Where were Mormon meetings first held in New York City? It depends a lot on what you mean by meetings. Do we count meetings held before the congregation was organized? Should we include the homes and private rooms of members? or only places meant for large groups? Do we include where members met privately? or only meetings open to the public?
Parley P. Pratt records that when he opened missionary work in New York City in the late summer of 1837, it was several months before he baptized anyone. It seems likely that regular meetings weren’t held until early 1838, and those first meetings were held in a private room — the room above David Rogers store on Goerick Street, today located below the Manhattan side of the Brooklyn Bridge.
By September 1838, Rogers left for Missouri with his family, along with Pratt and others, and where the remaining members met I haven’t yet discovered.
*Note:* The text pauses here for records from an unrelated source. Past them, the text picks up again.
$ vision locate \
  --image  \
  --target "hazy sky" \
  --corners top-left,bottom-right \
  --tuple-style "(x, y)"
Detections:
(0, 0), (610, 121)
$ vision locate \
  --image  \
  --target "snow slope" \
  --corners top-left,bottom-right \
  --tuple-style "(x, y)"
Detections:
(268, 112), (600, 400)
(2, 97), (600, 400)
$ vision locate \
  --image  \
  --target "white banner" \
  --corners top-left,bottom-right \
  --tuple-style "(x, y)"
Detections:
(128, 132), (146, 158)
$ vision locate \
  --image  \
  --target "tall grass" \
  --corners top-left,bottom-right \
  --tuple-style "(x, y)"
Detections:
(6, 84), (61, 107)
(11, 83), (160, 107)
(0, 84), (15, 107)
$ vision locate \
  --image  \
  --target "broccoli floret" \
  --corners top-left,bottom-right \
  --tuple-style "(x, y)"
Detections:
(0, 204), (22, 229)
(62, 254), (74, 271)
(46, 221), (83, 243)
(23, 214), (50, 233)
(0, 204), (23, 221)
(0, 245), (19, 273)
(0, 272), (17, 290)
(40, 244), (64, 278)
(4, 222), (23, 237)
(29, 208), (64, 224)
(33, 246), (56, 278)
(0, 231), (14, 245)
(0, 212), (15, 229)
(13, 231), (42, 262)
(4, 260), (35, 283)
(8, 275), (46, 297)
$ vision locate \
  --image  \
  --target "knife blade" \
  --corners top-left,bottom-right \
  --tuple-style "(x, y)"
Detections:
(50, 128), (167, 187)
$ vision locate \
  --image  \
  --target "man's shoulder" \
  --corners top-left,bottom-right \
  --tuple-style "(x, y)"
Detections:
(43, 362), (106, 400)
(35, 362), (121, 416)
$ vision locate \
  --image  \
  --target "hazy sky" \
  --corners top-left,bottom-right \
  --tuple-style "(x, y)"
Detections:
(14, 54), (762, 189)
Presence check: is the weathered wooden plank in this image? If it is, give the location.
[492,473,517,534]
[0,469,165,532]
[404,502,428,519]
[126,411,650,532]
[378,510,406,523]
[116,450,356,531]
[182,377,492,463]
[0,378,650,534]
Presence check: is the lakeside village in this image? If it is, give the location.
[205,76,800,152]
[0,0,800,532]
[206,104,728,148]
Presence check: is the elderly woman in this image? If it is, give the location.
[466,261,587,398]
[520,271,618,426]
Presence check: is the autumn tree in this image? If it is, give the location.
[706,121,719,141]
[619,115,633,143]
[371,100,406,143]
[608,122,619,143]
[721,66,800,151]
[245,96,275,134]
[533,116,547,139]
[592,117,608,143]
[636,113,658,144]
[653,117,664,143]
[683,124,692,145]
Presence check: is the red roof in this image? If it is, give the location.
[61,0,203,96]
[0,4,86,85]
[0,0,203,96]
Only a year later do we learn that the New York Branch had acquired a more regular and public meeting place. In May 1839 John P. Greene came to New York City to raise funds for the Mormons who had been expelled from Missouri. In addition to raising “a considerable amount of money” (according to newspaper accounts1), Greene also presided over the New York Branch and Eastern States Mission, and set up more public worship for the branch:
The Mormons are determined not to leave a stone unturned to advance their doctrines and extend the number of their followers. They have hired Columbian Hall, in Grand street, where one of their “latter day saints” holds forth every Sunday and Wednesday evening.…2
Parley P. Pratt remarked on the meeting place in a letter to Brigham Young:
Our N. York meetings are now held Three times every Sabbath in Columbian Hall, Grand Street, a few doors east of the Bowery, it is very central and one of the best places in the city, it will hold nearly one thousand people and is well filled with attentive hearers…3
The New York branch continued to meet in Columbian Hall for several years, apparently along with many other organizations, who used the Hall on occasion. It was a meeting place for Temperance societies and housed a number of businesses. It hosted dinners and balls and was also the meeting place or a Methodist congregation at about the same time (although how Sunday meeting times were divided between the Methodists and the Mormons isn’t clear). I haven’t yet located images of the Hall nor information on when the building was built or what happened to it. I’ve found references to its use through the 1870s.
Regardless, the Columbian Hall was likely the first regular meeting place for Mormons in New York City.